Charlotte glanced up. She was glad to have Darlene as a friend, but she suddenly realized the implications of the conversation. She knew better than to talk about one resident at the shelter with another. She didn’t answer.

“It’s okay. You don’t have to say but it’s pretty obvious,” Darlene noted. “Carla and Donovan are way too chummy for exes.”

“You want a cup of coffee?” Charlotte asked, hoping for that line of questioning to end.

Darlene shook her head. “You tell him how you feel?” she asked, not following suit with Charlotte. “Is that why you fought?”

Charlotte got up from her seat and went over to the coffeepot on the small table in the corner of her office. She poured a cup and sat back down. “It’s really not a good thing for us to be discussing,” she pointed out.

“It’s all right, I’m not saying anything to anybody,” Darlene said. “Does he know how awkward this is for you?” she asked.

Charlotte hesitated before answering. She was tired. She had not slept much since the argument. “He feels responsible for her,” she finally replied.

“Of course he does,” Darlene noted. “He’s her first love, her ex-husband, a police officer, and a Navajo. That’s a lot of ties that bind,” she added.

Charlotte smiled. “All true.”

Darlene studied Charlotte. “That doesn’t mean he loves her or wants to be back with her.”

Charlotte shrugged, took a sip. “Honestly, I really shouldn’t be talking to you about this. It’s not professional for the executive director to be discussing one resident with another resident.”

“I’m no longer a resident, remember? Today’s my moving day,” Darlene noted.

Charlotte glanced up at Darlene and nodded. She had helped Darlene find an apartment in town. Darlene was enrolled in nursing classes at the community college and had been clean and sober for ten months. She had changed her last name and was starting her new life in a matter of hours. The two of them were planning to go shopping first thing that morning to purchase items for the new place. The shopping trip had been postponed, however, because of the early morning departure of the new resident. Charlotte cleared her throat. “And this should be a day of celebration, not a day of mourning or commiseration.”

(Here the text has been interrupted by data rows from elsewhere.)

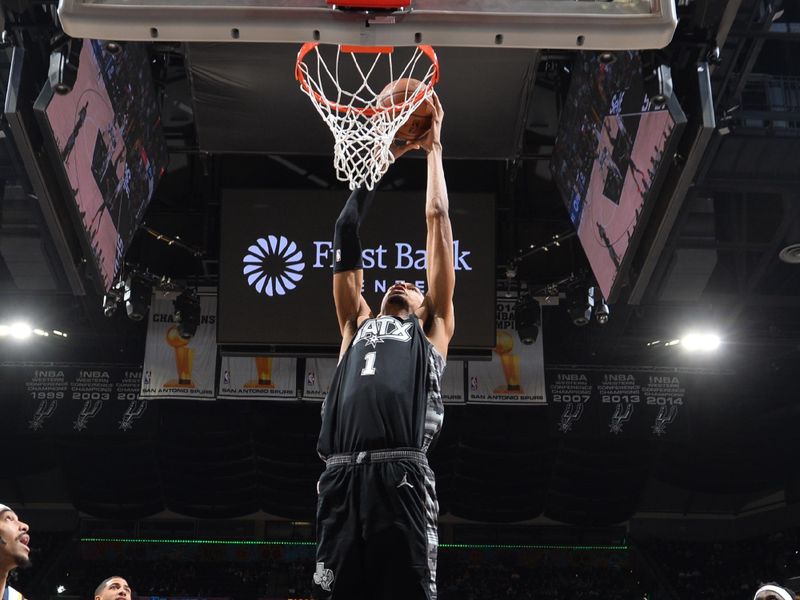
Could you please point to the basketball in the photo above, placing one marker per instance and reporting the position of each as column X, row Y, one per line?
column 400, row 91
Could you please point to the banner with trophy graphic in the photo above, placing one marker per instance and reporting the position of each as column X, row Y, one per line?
column 258, row 377
column 175, row 367
column 453, row 383
column 515, row 375
column 318, row 376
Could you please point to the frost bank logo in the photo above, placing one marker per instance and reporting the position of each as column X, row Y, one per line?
column 273, row 265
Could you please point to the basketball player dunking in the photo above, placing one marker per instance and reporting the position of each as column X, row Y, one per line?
column 377, row 510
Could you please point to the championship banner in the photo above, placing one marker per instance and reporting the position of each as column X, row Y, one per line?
column 318, row 377
column 74, row 400
column 515, row 375
column 453, row 383
column 258, row 378
column 175, row 367
column 625, row 403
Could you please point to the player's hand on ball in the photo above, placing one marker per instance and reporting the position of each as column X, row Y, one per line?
column 433, row 138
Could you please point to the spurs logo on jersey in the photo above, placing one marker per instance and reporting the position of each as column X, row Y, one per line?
column 377, row 331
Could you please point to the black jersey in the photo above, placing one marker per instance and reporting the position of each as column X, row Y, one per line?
column 386, row 392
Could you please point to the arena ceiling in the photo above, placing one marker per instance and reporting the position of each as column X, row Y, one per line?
column 219, row 460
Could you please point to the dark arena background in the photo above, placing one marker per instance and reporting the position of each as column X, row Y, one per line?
column 621, row 399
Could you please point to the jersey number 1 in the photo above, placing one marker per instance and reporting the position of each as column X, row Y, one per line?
column 369, row 364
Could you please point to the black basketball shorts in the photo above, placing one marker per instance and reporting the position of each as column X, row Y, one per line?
column 377, row 527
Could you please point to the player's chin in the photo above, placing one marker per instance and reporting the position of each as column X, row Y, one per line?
column 396, row 300
column 23, row 561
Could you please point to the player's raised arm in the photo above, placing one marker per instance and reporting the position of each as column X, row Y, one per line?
column 438, row 317
column 348, row 274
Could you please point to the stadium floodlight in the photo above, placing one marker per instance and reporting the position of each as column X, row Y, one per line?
column 700, row 342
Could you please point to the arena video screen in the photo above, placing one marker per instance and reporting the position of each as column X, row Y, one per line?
column 276, row 257
column 106, row 141
column 612, row 151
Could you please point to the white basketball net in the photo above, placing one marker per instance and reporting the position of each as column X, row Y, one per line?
column 363, row 131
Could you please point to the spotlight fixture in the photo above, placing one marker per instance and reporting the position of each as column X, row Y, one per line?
column 580, row 304
column 657, row 81
column 114, row 47
column 112, row 298
column 527, row 320
column 63, row 71
column 700, row 342
column 607, row 58
column 136, row 295
column 187, row 313
column 601, row 311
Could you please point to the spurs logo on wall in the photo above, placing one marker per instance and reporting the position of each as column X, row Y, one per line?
column 273, row 265
column 666, row 415
column 135, row 410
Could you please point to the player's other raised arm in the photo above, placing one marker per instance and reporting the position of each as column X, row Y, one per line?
column 348, row 274
column 439, row 317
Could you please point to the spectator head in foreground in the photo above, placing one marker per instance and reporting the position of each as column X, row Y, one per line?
column 14, row 549
column 113, row 588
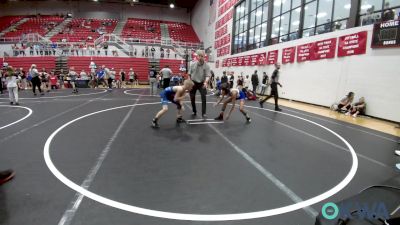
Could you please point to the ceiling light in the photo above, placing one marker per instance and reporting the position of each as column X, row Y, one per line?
column 322, row 14
column 296, row 23
column 366, row 6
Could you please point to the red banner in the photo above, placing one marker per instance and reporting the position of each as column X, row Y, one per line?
column 288, row 55
column 304, row 52
column 247, row 60
column 324, row 49
column 353, row 44
column 223, row 51
column 272, row 57
column 224, row 19
column 223, row 41
column 223, row 30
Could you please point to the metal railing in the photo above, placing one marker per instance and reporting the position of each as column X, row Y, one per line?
column 35, row 37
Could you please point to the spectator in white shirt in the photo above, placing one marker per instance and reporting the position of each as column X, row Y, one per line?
column 12, row 86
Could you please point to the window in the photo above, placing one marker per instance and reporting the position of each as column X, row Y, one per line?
column 251, row 27
column 319, row 16
column 285, row 24
column 310, row 13
column 240, row 27
column 373, row 11
column 322, row 16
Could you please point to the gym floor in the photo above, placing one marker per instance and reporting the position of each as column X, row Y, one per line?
column 93, row 159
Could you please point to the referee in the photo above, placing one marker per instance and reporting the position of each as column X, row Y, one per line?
column 274, row 88
column 199, row 73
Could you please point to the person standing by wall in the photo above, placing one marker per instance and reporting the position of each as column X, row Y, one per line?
column 1, row 81
column 274, row 88
column 166, row 73
column 123, row 77
column 231, row 79
column 264, row 83
column 199, row 73
column 35, row 79
column 224, row 78
column 254, row 81
column 153, row 80
column 131, row 75
column 73, row 75
column 12, row 85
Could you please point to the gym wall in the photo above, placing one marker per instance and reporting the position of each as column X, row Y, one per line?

“It’s a day,” Darlene responded. “And most days have celebrations and commiserations,” she added.

Charlotte smiled. “True,” she said.

“So, answer me, have you told Donovan how you feel?” Darlene asked again.

Charlotte looked at Darlene, trying to decide if she was going to talk about this with her or not. “He knows that I’m uncomfortable with the relationship,” she replied.

Darlene nodded. “And he just thinks you’re being jealous?” she asked.

“I don’t know exactly what he thinks,” Darlene answered. “I got a feeling that the two of them are up to something, but he won’t tell me what it is. He denies that there’s anything between them.”

“You mean like the two of them are planning some revenge?” Darlene asked.

Charlotte studied Darlene, trying to see if she had heard something.

“I’m just guessing,” Darlene explained. “Carla’s not mentioned anything to me,” she added, understanding what the look on Charlotte’s face meant.

“I don’t know. I’ve just got a funny feeling about things,” Charlotte said. “They just seem to have something important they talk about together, a lot.”

“And you asked him about it?” Darlene was curious.

“He said that they were just trying to figure out where she could go and what she can do to stay away from her husband.”

There was a pause.

“Carla has a place to go,” Darlene said.

Charlotte shook her head. “Her sister said no. Her mother doesn’t have room. We talked about that.”

Darlene waited. “That’s not true,” she said. “Her sister said yes.” She hesitated. “Carla said no,” she explained.

Charlotte looked surprised but then she shrugged. “It doesn’t matter,” she responded. “She gets to choose where she wants to go.
She leaves when she finds suitable housing, a safe and comfortable living situation,” she added.

“Her sister has a three-bedroom house in Farmington. She can get Carla a job at the restaurant she manages. She wants Carla to live with her because she needs help with the mortgage and her little boy.”

This was news Charlotte hadn’t heard. She had been told that Carla’s sister had a studio apartment and that they didn’t get along and that her sister was unemployed and a deadbeat. Carla had told her that she had no possible housing opportunities with any family members.

“She’s staying here because of Donovan,” Darlene explained.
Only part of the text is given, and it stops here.